About the projects page

Created 11 Aug 2012 • Last modified 22 Jan 2023

Being a fan of open science, reproducible research, free software, and transparency in government spending, I make a point of freely releasing all the results of my scientific work… to the extent I'm allowed by coauthors and the involved organizations. I include raw data, task code, analysis code, slideshows, manuscripts, and my own notes. Since organizing all this material isn't always easy (or worth doing as well as it could be done—I'm not getting any publications out of this, you know!), there can be long delays between when I make something and post it here, and a lot of rough edges in what I actually release. But in many cases, I've arranged for stuff to be uploaded immediately after I produce it, in the spirit of open-notebook science. And I'd be happy to help you use, find, or interpret materials, regardless of whether I'm the official corresponding author of a paper.
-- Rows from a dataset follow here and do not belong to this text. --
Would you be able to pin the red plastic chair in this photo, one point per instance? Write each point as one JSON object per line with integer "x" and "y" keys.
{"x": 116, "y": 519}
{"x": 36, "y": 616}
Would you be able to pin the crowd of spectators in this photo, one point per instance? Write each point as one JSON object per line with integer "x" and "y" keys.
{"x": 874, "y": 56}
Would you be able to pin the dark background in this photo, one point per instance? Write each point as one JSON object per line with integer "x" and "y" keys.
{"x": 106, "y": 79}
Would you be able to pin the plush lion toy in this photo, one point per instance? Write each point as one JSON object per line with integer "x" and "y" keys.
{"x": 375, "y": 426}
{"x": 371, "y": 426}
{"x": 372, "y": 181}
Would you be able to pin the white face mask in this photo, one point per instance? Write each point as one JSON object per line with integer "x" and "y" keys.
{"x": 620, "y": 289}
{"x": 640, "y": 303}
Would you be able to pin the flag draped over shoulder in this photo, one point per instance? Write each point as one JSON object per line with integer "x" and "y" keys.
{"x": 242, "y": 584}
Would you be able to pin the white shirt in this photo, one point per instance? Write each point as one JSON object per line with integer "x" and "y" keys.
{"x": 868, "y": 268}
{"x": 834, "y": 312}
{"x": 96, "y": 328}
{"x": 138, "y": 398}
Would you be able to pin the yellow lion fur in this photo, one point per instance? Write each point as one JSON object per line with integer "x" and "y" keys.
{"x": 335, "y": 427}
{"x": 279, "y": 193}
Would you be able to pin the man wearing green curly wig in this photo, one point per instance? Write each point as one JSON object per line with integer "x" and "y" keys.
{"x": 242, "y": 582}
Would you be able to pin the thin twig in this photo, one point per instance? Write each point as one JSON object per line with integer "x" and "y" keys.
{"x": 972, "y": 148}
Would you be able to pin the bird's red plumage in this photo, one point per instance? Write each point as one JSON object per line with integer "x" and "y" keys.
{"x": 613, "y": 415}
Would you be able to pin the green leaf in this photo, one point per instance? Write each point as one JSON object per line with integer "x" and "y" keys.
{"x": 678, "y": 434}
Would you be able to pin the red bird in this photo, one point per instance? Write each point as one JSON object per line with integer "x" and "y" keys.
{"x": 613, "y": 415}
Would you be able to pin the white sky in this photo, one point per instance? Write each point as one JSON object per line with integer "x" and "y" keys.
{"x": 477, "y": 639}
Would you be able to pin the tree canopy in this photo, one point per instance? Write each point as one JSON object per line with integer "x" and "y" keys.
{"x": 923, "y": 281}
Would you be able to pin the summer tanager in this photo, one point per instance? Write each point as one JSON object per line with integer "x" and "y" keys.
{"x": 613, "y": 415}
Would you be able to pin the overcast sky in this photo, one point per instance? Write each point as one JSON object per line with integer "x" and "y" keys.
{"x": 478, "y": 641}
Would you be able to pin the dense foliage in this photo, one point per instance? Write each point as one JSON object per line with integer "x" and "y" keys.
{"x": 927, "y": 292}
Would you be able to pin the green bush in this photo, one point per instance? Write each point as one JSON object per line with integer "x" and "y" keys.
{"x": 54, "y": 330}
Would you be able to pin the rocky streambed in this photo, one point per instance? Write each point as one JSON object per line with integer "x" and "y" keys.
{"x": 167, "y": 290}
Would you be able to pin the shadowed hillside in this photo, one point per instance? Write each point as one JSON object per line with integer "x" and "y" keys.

On my research-projects page, I've grouped materials by project. A project, as I use the term, is a nebulous entity that may comprise any number of distinct studies, and conversely, research themes and actual publications can span multiple projects. In practice, what binds a project together is the analysis code and, to a lesser degree, the task code. I make no excuses for my colorful project codenames. Some of the less colorful ones were chosen by coauthors. In addition to "source packages", which contain data, code, and documents, projects may also have HTML notebooks and papers (usually written with Daylight), PDFs, and GitHub repositories. Source material for the documents can generally be found in the corresponding source package. Code hosted on GitHub is not also included in source packages. Notebooks are updated most frequently, but they're inconsistently intelligible and I don't usually revise them: they are, after all, notebooks. Some of the analysis code may be found as comments or code blocks in the source documents of manuscripts.

Mathematical notation in HTML pages is represented with MathML. Browser support for MathML can be spotty. I can at least verify that Firefox implements it well enough for my purposes, so if my equations look funny to you, try Firefox.

In general, I've licensed data under the ODbL, code under the GNU GPL, and everything else under CC-BY-SA. The idea is to copyleft everything as thoroughly as possible.

About the data

All data has been deidentified.

You'll notice that data is often missing for projects for which I didn't collect the data, or for which the data is restricted by law (e.g., HIPAA), organizational rules (e.g., IRB decisions), or ethical concerns. In these cases, there's generally no way for me to get permission to make the data freely accessible to all. But if you're interested in the data, get in touch with me. If there are no ethical issues, or you can convince me that you'll handle such issues appropriately, I'll do my best to help you convince the powers that be to cough up the data for your use.

If you're puzzling over how some data seems not to match the version of the task code that produced it, note that I sometimes, for the sake of convenience, update the structure of data to match later versions of the task code. Hopefully, I don't introduce errors in the process.

(Yes, Virginia, "data" is a mass noun.)